Images Folder:
- PNG Images of Analysis
Output_Files:
- CSV files of collected API data
- CSV files of merged dataframes
Data Exploration:
- Data_Exploration_API.ipynb (Julia)
Data Cleanup:
- part2.ipynb (Shante)
Analysis:
- Ratings_vs_Earnings.ipynb (Ratings vs. Revenue) (Sanureet)
- RevenueRatings_vs_Genre.ipynb (Genre Breakdown) (Dana)
- Revenue_vs_Budget.ipynb (Revenue vs Budget) (Vasu)
Presentation:
- project_1.pdf
Overall Analysis:
Ratings vs. Revenue
One analysis we looked into was the relationship between a movie's ratings, and what it ultimately grossed. We used scatter plots to discover what that relationship is, and if there is a significant correlation between the two factors. We looked at the r-values to discover any correlation between 4 different rating websites (The Movie Database, IMDb, Rotten Tomatoes, and Metacritic) and the revenue grossed in the top 20 films of the past 5 years. We found that the r-values for these relationships ranged from about 0.22 to 0.30 (with the highest r-value being between The Movie Database and Revenue). These r-values were greater than zero, suggesting some kind of a relationship, but were not close enough to 1 for us to conclude that ratings and revenue would be able to predict each other well in every scenario. We expected to see a greater and more significant relationship, but concluded that ratings and revenue are related but still vary significantly in multiple scenarios.
Budget vs. Revenue
Another analysis we looked into was the relationship between the budget of a movie and what it ultimately grossed. We expected the relationship to be significant, where for the most part, the budget of a movie could predict how much revenue it would gross. We also used a scatter plot to look overall at the relationship between the budget and the revenue, and found that there is a positive correlation between the two factors. The r-value between these two factors is 0.52, which is significant, but not quite as high as we would've hoped. We also binned the revenue to look at different insights between different revenue categories, and looked at the overall revenue and budgets of the top 5 movies. Additionally, we looked at the revenue increase by year, and found that 2016 had the lowest revenue of its top 20 films compared to the other years.
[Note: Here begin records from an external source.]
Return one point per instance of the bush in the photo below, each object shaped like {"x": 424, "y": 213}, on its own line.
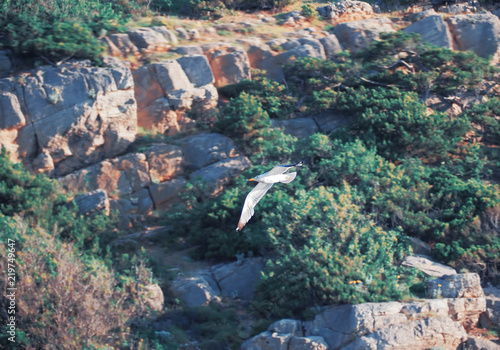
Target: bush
{"x": 57, "y": 30}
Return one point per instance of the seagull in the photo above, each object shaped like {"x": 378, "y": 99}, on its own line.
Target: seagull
{"x": 265, "y": 182}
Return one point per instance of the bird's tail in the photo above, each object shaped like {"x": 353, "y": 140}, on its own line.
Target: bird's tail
{"x": 290, "y": 177}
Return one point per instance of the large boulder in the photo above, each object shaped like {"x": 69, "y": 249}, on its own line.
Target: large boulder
{"x": 428, "y": 266}
{"x": 149, "y": 40}
{"x": 432, "y": 332}
{"x": 93, "y": 202}
{"x": 298, "y": 127}
{"x": 229, "y": 64}
{"x": 464, "y": 285}
{"x": 197, "y": 69}
{"x": 434, "y": 30}
{"x": 357, "y": 35}
{"x": 237, "y": 280}
{"x": 124, "y": 44}
{"x": 204, "y": 149}
{"x": 119, "y": 177}
{"x": 198, "y": 290}
{"x": 75, "y": 115}
{"x": 477, "y": 32}
{"x": 346, "y": 10}
{"x": 331, "y": 45}
{"x": 167, "y": 193}
{"x": 158, "y": 90}
{"x": 214, "y": 176}
{"x": 440, "y": 323}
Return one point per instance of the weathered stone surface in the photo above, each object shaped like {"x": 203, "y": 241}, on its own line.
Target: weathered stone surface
{"x": 464, "y": 285}
{"x": 356, "y": 35}
{"x": 78, "y": 114}
{"x": 165, "y": 162}
{"x": 331, "y": 45}
{"x": 5, "y": 63}
{"x": 238, "y": 280}
{"x": 434, "y": 30}
{"x": 262, "y": 57}
{"x": 171, "y": 76}
{"x": 189, "y": 50}
{"x": 316, "y": 45}
{"x": 154, "y": 297}
{"x": 347, "y": 10}
{"x": 118, "y": 177}
{"x": 182, "y": 33}
{"x": 229, "y": 64}
{"x": 298, "y": 127}
{"x": 148, "y": 39}
{"x": 196, "y": 291}
{"x": 216, "y": 175}
{"x": 329, "y": 121}
{"x": 206, "y": 148}
{"x": 93, "y": 202}
{"x": 167, "y": 34}
{"x": 432, "y": 331}
{"x": 419, "y": 247}
{"x": 166, "y": 193}
{"x": 307, "y": 343}
{"x": 267, "y": 340}
{"x": 197, "y": 69}
{"x": 475, "y": 343}
{"x": 477, "y": 32}
{"x": 293, "y": 327}
{"x": 124, "y": 44}
{"x": 11, "y": 115}
{"x": 428, "y": 266}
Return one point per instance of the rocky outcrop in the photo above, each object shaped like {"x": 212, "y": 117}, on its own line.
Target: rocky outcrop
{"x": 61, "y": 119}
{"x": 434, "y": 30}
{"x": 428, "y": 266}
{"x": 356, "y": 35}
{"x": 235, "y": 280}
{"x": 346, "y": 10}
{"x": 477, "y": 32}
{"x": 391, "y": 325}
{"x": 93, "y": 202}
{"x": 229, "y": 64}
{"x": 164, "y": 92}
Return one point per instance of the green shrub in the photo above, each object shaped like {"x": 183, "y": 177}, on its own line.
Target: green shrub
{"x": 57, "y": 30}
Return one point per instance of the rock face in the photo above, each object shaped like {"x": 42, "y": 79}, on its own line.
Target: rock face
{"x": 477, "y": 32}
{"x": 229, "y": 64}
{"x": 467, "y": 285}
{"x": 356, "y": 35}
{"x": 93, "y": 202}
{"x": 346, "y": 10}
{"x": 434, "y": 30}
{"x": 68, "y": 117}
{"x": 428, "y": 266}
{"x": 235, "y": 280}
{"x": 392, "y": 325}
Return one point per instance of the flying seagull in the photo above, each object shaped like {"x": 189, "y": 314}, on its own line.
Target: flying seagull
{"x": 265, "y": 182}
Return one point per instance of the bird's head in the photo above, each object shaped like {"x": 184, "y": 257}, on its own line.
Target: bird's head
{"x": 257, "y": 178}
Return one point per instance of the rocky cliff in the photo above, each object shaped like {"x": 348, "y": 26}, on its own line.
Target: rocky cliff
{"x": 77, "y": 123}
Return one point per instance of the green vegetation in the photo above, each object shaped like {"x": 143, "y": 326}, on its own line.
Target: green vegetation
{"x": 71, "y": 291}
{"x": 337, "y": 233}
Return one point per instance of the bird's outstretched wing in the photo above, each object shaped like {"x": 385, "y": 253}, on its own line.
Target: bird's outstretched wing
{"x": 281, "y": 169}
{"x": 251, "y": 201}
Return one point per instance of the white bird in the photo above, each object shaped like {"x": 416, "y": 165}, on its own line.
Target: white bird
{"x": 265, "y": 182}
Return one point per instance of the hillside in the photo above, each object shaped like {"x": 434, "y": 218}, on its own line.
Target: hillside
{"x": 129, "y": 131}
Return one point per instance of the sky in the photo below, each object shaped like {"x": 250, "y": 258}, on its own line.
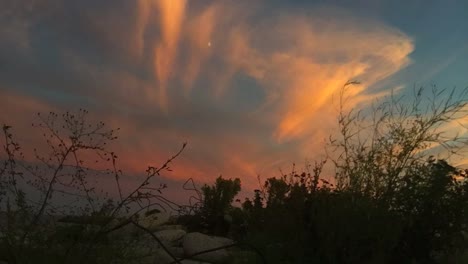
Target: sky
{"x": 249, "y": 85}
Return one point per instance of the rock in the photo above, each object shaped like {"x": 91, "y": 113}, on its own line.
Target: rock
{"x": 170, "y": 236}
{"x": 197, "y": 242}
{"x": 169, "y": 227}
{"x": 153, "y": 221}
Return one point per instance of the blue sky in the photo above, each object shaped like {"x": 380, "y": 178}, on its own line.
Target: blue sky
{"x": 248, "y": 84}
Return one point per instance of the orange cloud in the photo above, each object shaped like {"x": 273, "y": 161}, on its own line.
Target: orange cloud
{"x": 298, "y": 62}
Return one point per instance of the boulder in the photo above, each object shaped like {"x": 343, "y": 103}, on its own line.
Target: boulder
{"x": 170, "y": 236}
{"x": 153, "y": 221}
{"x": 197, "y": 242}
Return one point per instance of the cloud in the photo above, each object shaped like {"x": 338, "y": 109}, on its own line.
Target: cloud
{"x": 249, "y": 91}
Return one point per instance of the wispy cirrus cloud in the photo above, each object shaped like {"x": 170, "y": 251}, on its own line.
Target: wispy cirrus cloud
{"x": 248, "y": 90}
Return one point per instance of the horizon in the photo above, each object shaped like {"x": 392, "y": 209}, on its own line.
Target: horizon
{"x": 251, "y": 87}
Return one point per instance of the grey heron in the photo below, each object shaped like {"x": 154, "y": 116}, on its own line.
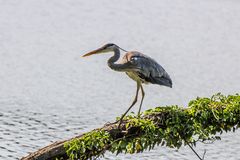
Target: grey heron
{"x": 138, "y": 67}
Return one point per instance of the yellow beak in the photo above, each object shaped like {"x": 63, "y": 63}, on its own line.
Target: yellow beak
{"x": 97, "y": 51}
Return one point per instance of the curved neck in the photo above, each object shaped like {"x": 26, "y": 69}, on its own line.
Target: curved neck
{"x": 113, "y": 59}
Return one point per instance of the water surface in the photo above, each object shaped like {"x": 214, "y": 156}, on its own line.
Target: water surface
{"x": 49, "y": 93}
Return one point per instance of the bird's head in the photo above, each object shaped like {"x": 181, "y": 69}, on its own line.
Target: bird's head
{"x": 104, "y": 49}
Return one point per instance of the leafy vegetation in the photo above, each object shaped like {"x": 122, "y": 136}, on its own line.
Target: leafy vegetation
{"x": 170, "y": 126}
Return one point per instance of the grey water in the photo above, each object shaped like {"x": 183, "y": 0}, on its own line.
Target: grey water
{"x": 49, "y": 93}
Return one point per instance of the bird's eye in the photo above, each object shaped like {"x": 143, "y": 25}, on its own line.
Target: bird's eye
{"x": 134, "y": 59}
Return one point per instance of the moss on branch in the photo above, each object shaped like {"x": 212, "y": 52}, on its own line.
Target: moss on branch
{"x": 170, "y": 126}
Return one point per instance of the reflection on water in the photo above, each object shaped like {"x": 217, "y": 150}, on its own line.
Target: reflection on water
{"x": 49, "y": 93}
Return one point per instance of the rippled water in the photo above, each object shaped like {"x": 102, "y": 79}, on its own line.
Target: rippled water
{"x": 49, "y": 93}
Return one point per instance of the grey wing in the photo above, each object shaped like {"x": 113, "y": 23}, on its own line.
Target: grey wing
{"x": 149, "y": 70}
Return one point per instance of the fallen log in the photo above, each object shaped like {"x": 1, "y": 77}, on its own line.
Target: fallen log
{"x": 171, "y": 126}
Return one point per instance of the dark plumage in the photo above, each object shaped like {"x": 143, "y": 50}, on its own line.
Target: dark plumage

Genre Breakdown: Budget vs. Ratings & Revenue
The final analysis we looked into was the relationship between the budget of a movie and the ratings it received, as well as with the revenue it grossed, and breakdown analysis to look into the differing relationships within each genre. We chose to look into four genres: Action, Adventure, Family, and Science Fiction, and discover if there are differing relationships between the budget and the revenue and the budget and the ratings, by each of the four genres chosen. It was discovered that the Adventure genre had the most insight, where the r-value of the relationships between the revenue and budget was 0.82. This suggests that the relationship between the budget and the revenue within the Adventure genre is very significant, where they are strongly correlated.